FELIQS announced the FDA has granted its lead asset, FLQ-101, Fast Track designation for the prevention of retinopathy of prematurity (ROP). FELIQS plans to conduct a Phase1b/2 study of FLQ-101 (tROPhy-1 study) both in the United States and Japan in 1Q2025, the company said in a press release.
FLQ-101 is a once-daily oral/intravenous solution that enhances the physiologic response of vascularization in retina and protects from inflammation and abnormal neovascularization, the company said.
In 2024, the FDA granted FLQ-101 orphan drug designation. Additionally, the company says it is on track to submit an IND for its second asset, FLQ-104, for intermediate dry AMD in 2H2025.
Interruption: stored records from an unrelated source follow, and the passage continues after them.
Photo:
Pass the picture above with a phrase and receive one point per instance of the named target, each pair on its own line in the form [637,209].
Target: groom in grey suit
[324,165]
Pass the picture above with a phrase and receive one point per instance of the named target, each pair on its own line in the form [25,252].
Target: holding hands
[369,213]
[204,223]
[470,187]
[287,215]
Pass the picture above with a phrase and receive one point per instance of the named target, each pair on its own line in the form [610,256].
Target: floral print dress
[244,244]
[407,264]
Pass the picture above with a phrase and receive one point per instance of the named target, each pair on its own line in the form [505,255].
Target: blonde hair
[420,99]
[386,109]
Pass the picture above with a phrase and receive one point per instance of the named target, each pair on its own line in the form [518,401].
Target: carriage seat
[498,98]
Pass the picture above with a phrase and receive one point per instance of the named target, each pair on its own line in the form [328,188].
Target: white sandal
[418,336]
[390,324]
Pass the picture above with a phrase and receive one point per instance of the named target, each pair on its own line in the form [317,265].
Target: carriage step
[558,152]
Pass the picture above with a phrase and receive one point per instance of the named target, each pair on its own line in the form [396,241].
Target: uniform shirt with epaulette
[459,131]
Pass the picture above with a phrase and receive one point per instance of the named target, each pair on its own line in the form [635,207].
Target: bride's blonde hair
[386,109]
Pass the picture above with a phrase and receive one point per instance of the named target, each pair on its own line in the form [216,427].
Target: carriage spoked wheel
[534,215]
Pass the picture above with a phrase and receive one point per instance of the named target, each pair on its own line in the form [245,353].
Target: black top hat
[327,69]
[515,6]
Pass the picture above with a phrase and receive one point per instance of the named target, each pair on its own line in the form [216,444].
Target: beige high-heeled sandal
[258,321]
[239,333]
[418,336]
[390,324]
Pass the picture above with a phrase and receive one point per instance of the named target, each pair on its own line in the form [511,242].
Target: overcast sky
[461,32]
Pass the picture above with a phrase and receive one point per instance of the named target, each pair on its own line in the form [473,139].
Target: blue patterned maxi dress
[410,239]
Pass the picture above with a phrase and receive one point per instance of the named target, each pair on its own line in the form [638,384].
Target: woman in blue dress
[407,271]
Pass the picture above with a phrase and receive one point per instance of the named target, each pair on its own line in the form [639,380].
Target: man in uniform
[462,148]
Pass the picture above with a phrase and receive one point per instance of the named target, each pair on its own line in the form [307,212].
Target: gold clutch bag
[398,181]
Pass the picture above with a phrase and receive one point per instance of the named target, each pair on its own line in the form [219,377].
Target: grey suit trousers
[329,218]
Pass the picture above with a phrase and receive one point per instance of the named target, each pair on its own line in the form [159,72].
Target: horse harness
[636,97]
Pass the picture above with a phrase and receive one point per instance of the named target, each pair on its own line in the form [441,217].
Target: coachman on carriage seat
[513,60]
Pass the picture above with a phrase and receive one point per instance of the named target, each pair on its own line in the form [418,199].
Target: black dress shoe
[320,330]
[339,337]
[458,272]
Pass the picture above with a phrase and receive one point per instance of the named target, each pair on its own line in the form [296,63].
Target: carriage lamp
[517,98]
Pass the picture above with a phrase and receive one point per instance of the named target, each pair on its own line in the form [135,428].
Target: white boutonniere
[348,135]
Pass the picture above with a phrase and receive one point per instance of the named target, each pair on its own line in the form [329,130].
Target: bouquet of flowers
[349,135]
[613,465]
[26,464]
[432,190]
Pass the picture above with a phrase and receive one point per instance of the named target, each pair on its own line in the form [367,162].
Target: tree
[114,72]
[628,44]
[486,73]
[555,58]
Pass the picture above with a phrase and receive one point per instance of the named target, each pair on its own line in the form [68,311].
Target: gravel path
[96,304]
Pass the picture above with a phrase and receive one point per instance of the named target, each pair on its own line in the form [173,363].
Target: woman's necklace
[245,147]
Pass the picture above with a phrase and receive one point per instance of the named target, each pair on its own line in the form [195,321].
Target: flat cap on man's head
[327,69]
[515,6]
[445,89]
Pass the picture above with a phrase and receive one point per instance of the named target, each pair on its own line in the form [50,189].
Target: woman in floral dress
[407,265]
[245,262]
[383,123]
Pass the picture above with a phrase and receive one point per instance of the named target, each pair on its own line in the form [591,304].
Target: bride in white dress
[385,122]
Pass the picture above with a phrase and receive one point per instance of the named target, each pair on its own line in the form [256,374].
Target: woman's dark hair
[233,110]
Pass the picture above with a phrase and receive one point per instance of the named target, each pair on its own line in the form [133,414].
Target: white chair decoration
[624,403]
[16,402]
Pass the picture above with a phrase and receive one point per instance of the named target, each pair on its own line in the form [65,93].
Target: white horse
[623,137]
"This designation will facilitate the review process and give us better access to the FDA which should shorten the clinical development program timeline and improve the chances of designing and conducting a successful program," said Ken-ichiro (Nobu) Kuninobu, PhD, RPh, co-founder and CEO at FELIQS, in the press release. “We are excited that the FDA recognized the unmet medical need in the target population and that FLQ-101 could potentially close this gap. At FELIQS, we are committed to help the most vulnerable members of society. This is exemplified by our focus on extremely premature neonates with the FLQ-101 program and the elderly patients with intermediate dry AMD with the FLQ-104 program."